Gertrude was born at 435 E 81st St. Her death occurred at 441 E. 81st St. I’ve checked old maps and both places appear to be apartment buildings and not hospitals. Not sure if the Wrann’s lived at both places. The undertaker lived a few doors down as well. I’ve also noticed that St. Monica’s Roman Catholic Church is around the corner so I may contact them to see if they have baptismal records for Gertrude.

There is no new information on Gustave or Mary.

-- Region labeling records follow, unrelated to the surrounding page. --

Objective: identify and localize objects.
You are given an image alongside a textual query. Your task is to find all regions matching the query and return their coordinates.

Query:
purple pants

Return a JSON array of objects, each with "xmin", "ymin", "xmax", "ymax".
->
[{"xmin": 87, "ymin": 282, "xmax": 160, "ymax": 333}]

Her cause of death was Diarrheal Enteritis (inflammation of the gastrointestinal system) – my Aunt Pat helped me decipher Enteritis when I saw her in VT last year. I had originally thought the second cause of death listed was “Asthma” but it didn’t make sense to me…didn’t seem to fit in with Enteritis. I did some research into archaic medical terms and found the likely translation: Asthenia. Asthenia means weakness or lack of energy and strength and makes more sense than Asthma when associated with Enteritis. Click HERE for the full definition.

There are some inconsistencies in the dates the physician saw her. Looks like he wrote March once when he should have written April as it’s fairly clear she died on April 28 and not March 28. I believe he actually first saw her on March 12 and she was ill for six weeks before dieing on April 28.

The birth certificate indicated she was buried at the Lutheran Cemetery which would be the Lutheran All-Faiths Cemetery in Astoria, Queens. I contacted the cemetery and unfortunately they were not able to find a record of her burial or plot. I plan on inquiring again in the future – maybe I’ll get someone who has better luck searching.